No sense in anticipating problems; they would find us quickly enough. So, thoughtfully, competently, like the old professional fighting hands we were, we prepared for what the future might bring. Over the coast we soared. The sea and the land looked like any sea and land ought to look — and yet, and yet this was the island of the Savanti!
Somewhere on this island I had for the very first time been dumped down on Kregen. Floating along the Sacred River Aph in a leaf boat, with only an enormous scorpion for crew. That was long and long ago, by Zair — before I even knew of Zair, or the Krozairs — or Delia.

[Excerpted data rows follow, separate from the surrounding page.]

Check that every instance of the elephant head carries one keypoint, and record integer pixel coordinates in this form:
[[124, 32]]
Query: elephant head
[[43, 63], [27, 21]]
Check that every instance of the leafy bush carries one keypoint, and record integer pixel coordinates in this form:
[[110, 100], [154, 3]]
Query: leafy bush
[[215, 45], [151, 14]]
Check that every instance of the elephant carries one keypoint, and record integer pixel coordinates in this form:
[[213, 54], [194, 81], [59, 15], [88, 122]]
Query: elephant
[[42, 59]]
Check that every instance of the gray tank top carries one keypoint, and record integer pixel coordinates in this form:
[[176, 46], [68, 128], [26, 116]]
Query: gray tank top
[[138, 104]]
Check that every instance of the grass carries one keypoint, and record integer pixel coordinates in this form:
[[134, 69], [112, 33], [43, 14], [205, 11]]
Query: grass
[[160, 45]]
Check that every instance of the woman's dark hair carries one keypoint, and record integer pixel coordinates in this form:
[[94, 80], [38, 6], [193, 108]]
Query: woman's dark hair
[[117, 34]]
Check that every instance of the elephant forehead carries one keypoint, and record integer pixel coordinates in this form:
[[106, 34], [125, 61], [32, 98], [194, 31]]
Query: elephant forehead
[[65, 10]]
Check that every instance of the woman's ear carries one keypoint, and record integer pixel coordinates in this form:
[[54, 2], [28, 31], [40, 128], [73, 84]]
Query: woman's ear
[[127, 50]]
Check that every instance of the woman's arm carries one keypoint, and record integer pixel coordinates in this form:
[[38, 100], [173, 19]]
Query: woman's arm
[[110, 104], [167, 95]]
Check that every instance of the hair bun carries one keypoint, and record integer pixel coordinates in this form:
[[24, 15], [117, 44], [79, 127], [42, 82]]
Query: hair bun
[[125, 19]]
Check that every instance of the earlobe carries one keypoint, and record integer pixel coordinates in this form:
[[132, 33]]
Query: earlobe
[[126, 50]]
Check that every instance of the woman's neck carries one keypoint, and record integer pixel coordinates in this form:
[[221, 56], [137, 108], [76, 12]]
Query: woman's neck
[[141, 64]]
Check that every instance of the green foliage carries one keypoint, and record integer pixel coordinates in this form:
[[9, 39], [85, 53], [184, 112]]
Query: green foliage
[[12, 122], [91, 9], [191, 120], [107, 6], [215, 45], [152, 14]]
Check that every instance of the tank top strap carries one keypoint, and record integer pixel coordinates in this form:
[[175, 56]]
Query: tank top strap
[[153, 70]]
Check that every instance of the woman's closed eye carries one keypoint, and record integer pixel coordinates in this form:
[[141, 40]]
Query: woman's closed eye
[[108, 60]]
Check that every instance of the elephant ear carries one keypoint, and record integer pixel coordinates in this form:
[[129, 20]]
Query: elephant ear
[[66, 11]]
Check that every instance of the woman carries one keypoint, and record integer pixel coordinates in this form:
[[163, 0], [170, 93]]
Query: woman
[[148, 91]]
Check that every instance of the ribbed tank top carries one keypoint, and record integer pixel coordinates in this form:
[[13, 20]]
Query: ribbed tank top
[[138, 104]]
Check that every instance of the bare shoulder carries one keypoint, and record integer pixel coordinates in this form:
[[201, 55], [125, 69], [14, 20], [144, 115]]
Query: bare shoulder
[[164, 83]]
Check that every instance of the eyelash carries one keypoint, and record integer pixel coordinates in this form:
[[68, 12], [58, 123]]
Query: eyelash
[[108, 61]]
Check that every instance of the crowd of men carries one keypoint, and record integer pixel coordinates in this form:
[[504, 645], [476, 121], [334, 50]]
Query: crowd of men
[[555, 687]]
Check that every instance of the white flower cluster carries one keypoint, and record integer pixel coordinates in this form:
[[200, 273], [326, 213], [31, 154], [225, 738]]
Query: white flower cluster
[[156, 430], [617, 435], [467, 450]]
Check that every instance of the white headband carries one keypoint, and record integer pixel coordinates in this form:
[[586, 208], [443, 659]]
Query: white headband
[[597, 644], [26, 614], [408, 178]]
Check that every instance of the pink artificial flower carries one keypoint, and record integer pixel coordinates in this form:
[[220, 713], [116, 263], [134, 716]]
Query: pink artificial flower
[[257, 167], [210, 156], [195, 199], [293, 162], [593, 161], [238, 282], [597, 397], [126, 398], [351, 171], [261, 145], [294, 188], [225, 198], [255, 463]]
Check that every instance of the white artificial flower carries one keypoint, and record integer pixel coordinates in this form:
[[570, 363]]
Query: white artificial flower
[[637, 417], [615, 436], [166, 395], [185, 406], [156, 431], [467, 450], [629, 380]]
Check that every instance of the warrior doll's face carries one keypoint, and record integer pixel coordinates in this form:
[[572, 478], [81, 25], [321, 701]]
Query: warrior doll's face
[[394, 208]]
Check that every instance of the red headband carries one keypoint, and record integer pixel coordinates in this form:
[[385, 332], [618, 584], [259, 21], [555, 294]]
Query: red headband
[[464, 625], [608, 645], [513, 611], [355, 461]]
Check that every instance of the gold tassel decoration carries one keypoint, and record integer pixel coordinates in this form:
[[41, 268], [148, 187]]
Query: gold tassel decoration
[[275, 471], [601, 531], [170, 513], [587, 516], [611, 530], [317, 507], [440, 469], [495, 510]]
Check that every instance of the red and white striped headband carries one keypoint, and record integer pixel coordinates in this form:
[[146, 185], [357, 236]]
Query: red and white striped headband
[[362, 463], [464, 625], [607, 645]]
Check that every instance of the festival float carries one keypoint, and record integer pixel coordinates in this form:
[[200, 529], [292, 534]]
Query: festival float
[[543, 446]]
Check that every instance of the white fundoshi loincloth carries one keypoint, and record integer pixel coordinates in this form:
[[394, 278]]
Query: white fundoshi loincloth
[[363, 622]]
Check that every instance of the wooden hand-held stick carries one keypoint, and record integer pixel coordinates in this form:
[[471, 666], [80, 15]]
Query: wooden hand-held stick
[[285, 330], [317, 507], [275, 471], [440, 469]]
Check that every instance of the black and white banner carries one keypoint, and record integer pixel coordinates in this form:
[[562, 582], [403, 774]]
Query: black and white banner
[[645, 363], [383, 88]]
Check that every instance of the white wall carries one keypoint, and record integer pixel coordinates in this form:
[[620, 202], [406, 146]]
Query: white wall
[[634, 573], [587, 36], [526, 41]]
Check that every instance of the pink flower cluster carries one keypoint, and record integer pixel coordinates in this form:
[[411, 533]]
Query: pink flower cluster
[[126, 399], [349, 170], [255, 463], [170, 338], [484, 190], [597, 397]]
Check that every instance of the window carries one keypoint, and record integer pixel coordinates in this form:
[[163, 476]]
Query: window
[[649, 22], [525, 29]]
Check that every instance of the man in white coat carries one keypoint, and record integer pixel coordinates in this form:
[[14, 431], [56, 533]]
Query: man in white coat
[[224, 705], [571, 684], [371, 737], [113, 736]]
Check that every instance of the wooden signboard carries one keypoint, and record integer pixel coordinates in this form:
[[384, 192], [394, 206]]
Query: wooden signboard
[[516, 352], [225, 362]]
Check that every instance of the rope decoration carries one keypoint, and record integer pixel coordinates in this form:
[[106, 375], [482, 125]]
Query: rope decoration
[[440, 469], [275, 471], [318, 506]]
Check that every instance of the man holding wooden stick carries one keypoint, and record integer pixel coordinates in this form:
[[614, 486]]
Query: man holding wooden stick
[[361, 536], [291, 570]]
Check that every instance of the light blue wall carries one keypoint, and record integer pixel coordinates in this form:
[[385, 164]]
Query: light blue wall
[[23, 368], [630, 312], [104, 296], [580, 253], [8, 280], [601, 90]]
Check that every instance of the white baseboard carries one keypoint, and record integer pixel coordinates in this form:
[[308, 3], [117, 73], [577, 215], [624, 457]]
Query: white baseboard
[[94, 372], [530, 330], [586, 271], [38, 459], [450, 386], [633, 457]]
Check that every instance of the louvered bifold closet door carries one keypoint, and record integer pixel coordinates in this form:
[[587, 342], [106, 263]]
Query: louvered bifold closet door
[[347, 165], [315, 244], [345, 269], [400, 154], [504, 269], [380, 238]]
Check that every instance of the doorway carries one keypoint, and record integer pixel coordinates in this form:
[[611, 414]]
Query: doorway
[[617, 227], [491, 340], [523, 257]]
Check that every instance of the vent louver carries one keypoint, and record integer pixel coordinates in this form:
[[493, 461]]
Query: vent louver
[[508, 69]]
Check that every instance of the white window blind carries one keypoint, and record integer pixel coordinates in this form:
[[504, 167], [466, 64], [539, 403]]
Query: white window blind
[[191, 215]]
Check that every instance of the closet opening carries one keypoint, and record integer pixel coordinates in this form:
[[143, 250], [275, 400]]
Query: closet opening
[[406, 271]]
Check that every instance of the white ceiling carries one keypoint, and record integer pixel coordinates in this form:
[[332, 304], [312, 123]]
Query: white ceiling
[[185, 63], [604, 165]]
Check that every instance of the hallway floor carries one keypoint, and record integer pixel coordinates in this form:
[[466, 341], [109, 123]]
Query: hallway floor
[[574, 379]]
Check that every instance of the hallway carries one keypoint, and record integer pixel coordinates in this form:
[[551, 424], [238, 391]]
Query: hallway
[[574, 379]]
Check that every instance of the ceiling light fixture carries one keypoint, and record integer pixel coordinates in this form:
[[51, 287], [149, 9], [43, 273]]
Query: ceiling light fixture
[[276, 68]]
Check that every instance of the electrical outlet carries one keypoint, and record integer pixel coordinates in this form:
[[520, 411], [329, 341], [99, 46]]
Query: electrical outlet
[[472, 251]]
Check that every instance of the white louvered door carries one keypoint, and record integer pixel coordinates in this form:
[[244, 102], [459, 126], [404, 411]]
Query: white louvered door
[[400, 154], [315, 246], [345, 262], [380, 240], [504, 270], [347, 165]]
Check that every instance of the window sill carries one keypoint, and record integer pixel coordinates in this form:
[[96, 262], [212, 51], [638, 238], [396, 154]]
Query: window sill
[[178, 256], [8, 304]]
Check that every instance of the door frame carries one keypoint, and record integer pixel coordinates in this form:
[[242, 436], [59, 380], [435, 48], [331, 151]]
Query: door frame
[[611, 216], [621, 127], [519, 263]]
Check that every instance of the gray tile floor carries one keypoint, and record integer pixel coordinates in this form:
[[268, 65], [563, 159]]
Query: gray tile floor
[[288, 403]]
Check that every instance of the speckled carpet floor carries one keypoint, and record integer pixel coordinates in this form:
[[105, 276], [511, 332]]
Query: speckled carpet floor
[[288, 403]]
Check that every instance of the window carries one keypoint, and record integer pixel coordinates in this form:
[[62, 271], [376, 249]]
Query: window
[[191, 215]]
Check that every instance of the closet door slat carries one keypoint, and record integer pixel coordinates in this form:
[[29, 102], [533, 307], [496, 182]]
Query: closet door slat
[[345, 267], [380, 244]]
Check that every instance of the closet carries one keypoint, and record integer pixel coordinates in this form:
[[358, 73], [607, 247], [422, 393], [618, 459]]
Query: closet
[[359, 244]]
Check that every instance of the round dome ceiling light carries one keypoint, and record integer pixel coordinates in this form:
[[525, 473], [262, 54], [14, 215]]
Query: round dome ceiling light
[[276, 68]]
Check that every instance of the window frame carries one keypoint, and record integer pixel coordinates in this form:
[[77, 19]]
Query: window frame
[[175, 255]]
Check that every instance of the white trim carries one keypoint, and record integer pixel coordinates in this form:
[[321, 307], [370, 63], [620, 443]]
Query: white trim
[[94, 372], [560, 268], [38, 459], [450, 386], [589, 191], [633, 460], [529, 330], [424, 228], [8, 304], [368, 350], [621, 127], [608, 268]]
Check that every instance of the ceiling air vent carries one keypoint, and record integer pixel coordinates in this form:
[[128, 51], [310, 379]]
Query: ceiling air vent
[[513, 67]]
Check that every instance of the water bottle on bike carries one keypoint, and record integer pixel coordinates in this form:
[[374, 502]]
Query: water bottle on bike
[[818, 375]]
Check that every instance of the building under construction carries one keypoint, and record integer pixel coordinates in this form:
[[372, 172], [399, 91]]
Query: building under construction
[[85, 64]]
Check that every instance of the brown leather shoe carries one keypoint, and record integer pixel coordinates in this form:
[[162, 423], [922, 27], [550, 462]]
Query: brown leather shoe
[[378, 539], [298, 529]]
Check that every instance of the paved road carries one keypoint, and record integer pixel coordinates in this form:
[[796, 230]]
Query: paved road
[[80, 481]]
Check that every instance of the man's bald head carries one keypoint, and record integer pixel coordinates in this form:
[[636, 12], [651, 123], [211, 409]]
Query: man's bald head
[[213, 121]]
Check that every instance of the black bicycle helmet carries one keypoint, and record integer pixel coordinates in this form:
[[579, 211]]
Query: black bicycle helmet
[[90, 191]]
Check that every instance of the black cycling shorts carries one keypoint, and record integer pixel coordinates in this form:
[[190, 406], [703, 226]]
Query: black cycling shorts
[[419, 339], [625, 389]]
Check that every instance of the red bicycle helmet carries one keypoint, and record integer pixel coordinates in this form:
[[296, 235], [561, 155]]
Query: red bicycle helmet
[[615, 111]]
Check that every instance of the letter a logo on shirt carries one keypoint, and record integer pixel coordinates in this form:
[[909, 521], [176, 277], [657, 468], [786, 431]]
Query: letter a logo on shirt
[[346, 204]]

The powers of the superhuman Savanti were immense, unknown, frightening. I made up my mind for the umpteenth time that we must fly straight for the Pool, following the course of the River Zelph rather than the Aph, cure the emperor, and then high tail it out of Aphrasoe, if we could. There would be no hanging about, no stopping for Lahals with the Savanti. I would not go swinging in the Swinging City. There was too much at stake — and, anyway, I had found my paradise elsewhere. Well, men grow corn for Zair to reap, as they say. Again and again I went over the plan. Delia knew what it was necessary to do at the Pool itself. All my magnificent fighting men — aye! and their ladies also — knew what must be done. So we flew through the brightening morning air and the red and the green mingled and fused into that glorious opaline radiance, streaming golden and clean from Antares through the sweet air of Kregen. The coastline itself trended away and showed no sign that we could see of life or habitation, and we saw not one sail. But, as we flew inland, the ground swarmed with life. I own I felt amazement. Down there, as we flew over, huge herds of animals in myriad forms of animal life grazed and ran and heaved in a long rolling sea of heaving rumps and wicked upflung horns. We hung over the rails and watched the hunters, leem and graint, chavonth and strigicaw, a whole mad medley of the savage animals of Kregen, all roaming the plains and valleys and jungly defiles below. Just about every kind of animal I had encountered on Kregen passed below, and many more that I saw there for the first time. Kregen is so marvelous a world and so populated with wonders that it is sometimes difficult to remember that this incredible Earth of ours has probably almost as vast a range of different forms. But on Kregen the varieties have been wildly intermingled, and the artful hand of artificial genetic breeding has been at work, and the combinations of animals — and humans — appear much more startling. Wild animals would from time to time cross the high passes of the craggy mountain ring that surrounds and protects the Swinging City. I had hunted graint with the Savanti, carefully packing them up and sending them back over the mountains unharmed. Now I saw the reality of the enormous profusion of life. It seemed that examples of every kind of animal sported below.
Oby licked his lips. “What a sight!” he stared down, hungrily.
“We shall not starve, that is sure,” said Turko. “Seg with his great bow could feed us single handed.”